Andrea Vento è tra i fondatori del Gruppo Insegnanti di Geografia Autorganizzati (GIGA) e insegna geografia nell’Istituto “A. Pacinotti” di Pisa. E-mail: andreavento2013@gmail.com
Note
1 Preceduta dall’invasione della Manciuria nel 1931 ove L’Impero giapponese creò nel 1932 lo stato vassallo del Manciukò, con a capo Pu Yi l’ultimo imperatore cinese della dinastia dei Qing deposto nel 1911.
2 Un esempio, fra i molti, è l’articolo di Giovanni Caccaviello apparso sul Sole 24 ore del 20 dicembre 2018, col titolo “Cina 1978-2018: da Deng a Xi ha vinto l’abbraccio al capitalismo“. L’autore vi definisce il periodo maoista come “un periodo di ulteriore involuzione economica, sociale e politica”, senza peraltro citare alcun dato a supporto di tale affermazione.
3 Minqi Li, The rise of China and the demise of the Capitalist World Economy, Londra, 2008. L’autore è un economista cinese, analista dei sistemi mondiali e storico scienziato sociale, attualmente professore di Economia all’Università dello Utah.
4 Giovanni Arrighi, Capitalismo e (dis)ordine mondiale, Manifestolibri, 2010.
5 Victor F. S. SIT, “China’s export oriented open areas: the export processing zone concept”, Asian Survey, 28, 6, 1988.
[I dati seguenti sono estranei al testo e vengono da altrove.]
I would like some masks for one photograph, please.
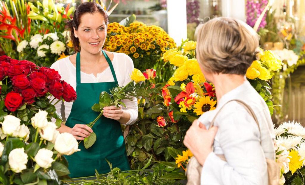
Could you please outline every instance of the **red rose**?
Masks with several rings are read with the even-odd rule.
[[[0,62],[4,61],[6,62],[9,62],[9,60],[11,60],[11,57],[6,55],[2,55],[0,56]]]
[[[30,82],[27,76],[24,74],[15,76],[12,79],[13,85],[21,89],[26,89],[30,85]]]
[[[4,68],[0,66],[0,81],[1,81],[4,78],[5,76],[5,74],[4,71]]]
[[[34,99],[36,97],[36,92],[33,89],[25,89],[22,91],[21,94],[24,102],[28,104],[31,104],[35,101]]]
[[[7,71],[7,74],[10,77],[12,77],[18,74],[21,74],[24,72],[24,69],[21,66],[11,66]]]
[[[76,100],[76,92],[73,88],[65,82],[63,81],[62,83],[63,87],[63,97],[65,101],[70,102]]]
[[[46,82],[48,80],[48,77],[47,77],[43,73],[41,72],[38,71],[35,71],[31,73],[30,76],[29,76],[29,78],[30,80],[33,80],[36,78],[42,78]]]
[[[58,74],[58,71],[54,69],[45,69],[44,74],[45,74],[49,79],[52,80],[60,80],[61,77]]]
[[[11,91],[6,95],[4,99],[4,105],[9,111],[14,112],[20,107],[22,99],[19,93]]]
[[[45,86],[45,81],[40,78],[35,78],[30,81],[30,85],[37,93],[38,97],[44,96],[48,92]]]
[[[56,81],[50,86],[49,91],[56,98],[60,100],[63,96],[63,87],[60,82]]]

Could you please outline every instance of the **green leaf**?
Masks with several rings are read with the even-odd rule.
[[[167,89],[169,90],[172,96],[174,98],[182,91],[180,87],[176,85],[170,85],[167,87]]]
[[[88,149],[94,144],[96,140],[96,135],[94,132],[90,134],[90,136],[85,138],[84,140],[84,145],[85,148]]]
[[[152,156],[150,156],[150,158],[149,158],[149,159],[148,160],[148,161],[147,162],[147,163],[146,163],[146,164],[144,166],[144,167],[143,167],[143,168],[142,169],[145,169],[147,168],[147,167],[149,166],[149,165],[150,164],[150,162],[151,162],[152,159]]]
[[[33,182],[37,178],[37,175],[32,172],[26,172],[20,175],[21,180],[25,184]]]
[[[153,144],[153,150],[155,152],[157,151],[158,147],[160,146],[160,144],[161,143],[161,141],[162,140],[162,138],[159,138],[155,142],[155,143]]]
[[[39,144],[37,143],[31,143],[25,147],[25,153],[28,155],[34,157],[39,150]]]
[[[174,162],[165,162],[165,161],[154,161],[153,162],[162,164],[166,166],[170,166],[171,167],[174,167],[174,168],[178,167],[177,165],[175,164]]]
[[[161,179],[167,180],[174,180],[179,179],[183,180],[186,179],[186,176],[184,173],[180,172],[169,173],[166,175],[161,177]]]
[[[125,27],[128,27],[131,23],[133,23],[135,20],[136,19],[135,15],[133,14],[129,17],[126,17],[121,20],[119,24]]]
[[[182,155],[182,151],[171,147],[167,147],[167,151],[168,151],[170,155],[171,155],[174,159],[177,157],[178,154],[180,155]]]
[[[150,135],[146,135],[143,136],[142,139],[143,146],[146,151],[148,151],[152,145],[152,138]]]
[[[93,111],[95,111],[95,112],[100,112],[102,110],[99,107],[99,104],[98,104],[97,103],[95,103],[93,105],[93,106],[92,106],[91,108]]]
[[[52,168],[55,170],[59,177],[70,174],[70,171],[63,164],[55,161],[52,164]]]

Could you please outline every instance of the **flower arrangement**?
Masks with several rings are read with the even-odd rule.
[[[141,71],[156,68],[154,65],[163,54],[176,47],[174,40],[162,28],[140,22],[131,23],[129,26],[110,23],[107,33],[104,49],[129,55],[135,67]]]
[[[284,122],[275,130],[276,160],[281,172],[280,184],[302,184],[305,173],[305,128],[294,121]]]
[[[37,34],[20,42],[17,50],[20,58],[35,61],[40,66],[50,66],[71,54],[72,47],[69,31],[66,31],[57,34]]]

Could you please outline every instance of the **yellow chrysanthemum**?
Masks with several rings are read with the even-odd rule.
[[[135,53],[135,54],[134,54],[133,56],[133,57],[135,57],[135,58],[138,58],[139,57],[139,53]]]
[[[194,106],[195,108],[194,112],[197,115],[199,115],[206,112],[214,110],[216,108],[215,106],[217,102],[211,100],[209,96],[201,97],[199,101],[196,102]]]
[[[258,78],[263,80],[267,80],[271,78],[270,72],[265,67],[261,66],[258,69],[260,72],[260,75]]]
[[[186,79],[188,76],[186,67],[185,65],[183,65],[179,67],[175,71],[174,74],[174,80],[176,82],[183,81]]]
[[[173,76],[170,77],[170,78],[167,81],[167,83],[170,85],[174,85],[175,84],[176,84],[176,83],[174,81],[174,77]]]
[[[185,62],[188,74],[191,76],[198,73],[202,73],[199,64],[196,59],[188,59]]]
[[[130,78],[136,83],[145,81],[145,77],[140,71],[135,68],[130,75]]]
[[[300,160],[301,157],[299,155],[298,151],[293,149],[289,151],[288,158],[290,159],[289,169],[291,171],[291,174],[293,175],[296,170],[302,168],[303,160]]]
[[[192,79],[195,84],[200,84],[206,81],[206,78],[202,73],[199,73],[194,74],[192,77]]]
[[[176,55],[169,59],[170,64],[173,64],[177,67],[180,67],[183,65],[187,59],[187,56],[182,55]]]
[[[185,84],[184,83],[182,83],[181,84],[181,85],[180,85],[180,88],[181,89],[181,90],[182,90],[182,91],[184,91],[185,92],[185,86],[186,86],[186,85],[185,85]]]
[[[196,49],[196,45],[197,42],[193,41],[190,41],[185,42],[182,48],[184,49],[185,52],[186,51],[194,50]]]
[[[253,80],[258,77],[260,74],[260,71],[253,67],[249,67],[247,70],[246,77],[249,79]]]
6 Si veda: M. Miranda, “Le nuove prospettive di sviluppo del settore privato nella Rpc – la politica del partito”, Mondo Cinese, n. 108, luglio- settembre 2001 , pp.11 -25.
7 Per approfondimento sulla riforma del diritto commerciale, consultare “Il caso delle imprese” in “Tendenze del diritto commerciale cinese dopo Tiananmen”.
8 Jean-François Huchet, “Anno 1992: il momento di svolta per la politica di riforma e apertura della Cina”.
9 Elisa Lion, “Le Zone Economiche Speciali in Cina e a Taiwan come motori per lo sviluppo economico: un confronto”, tesi di laurea accessibile qui.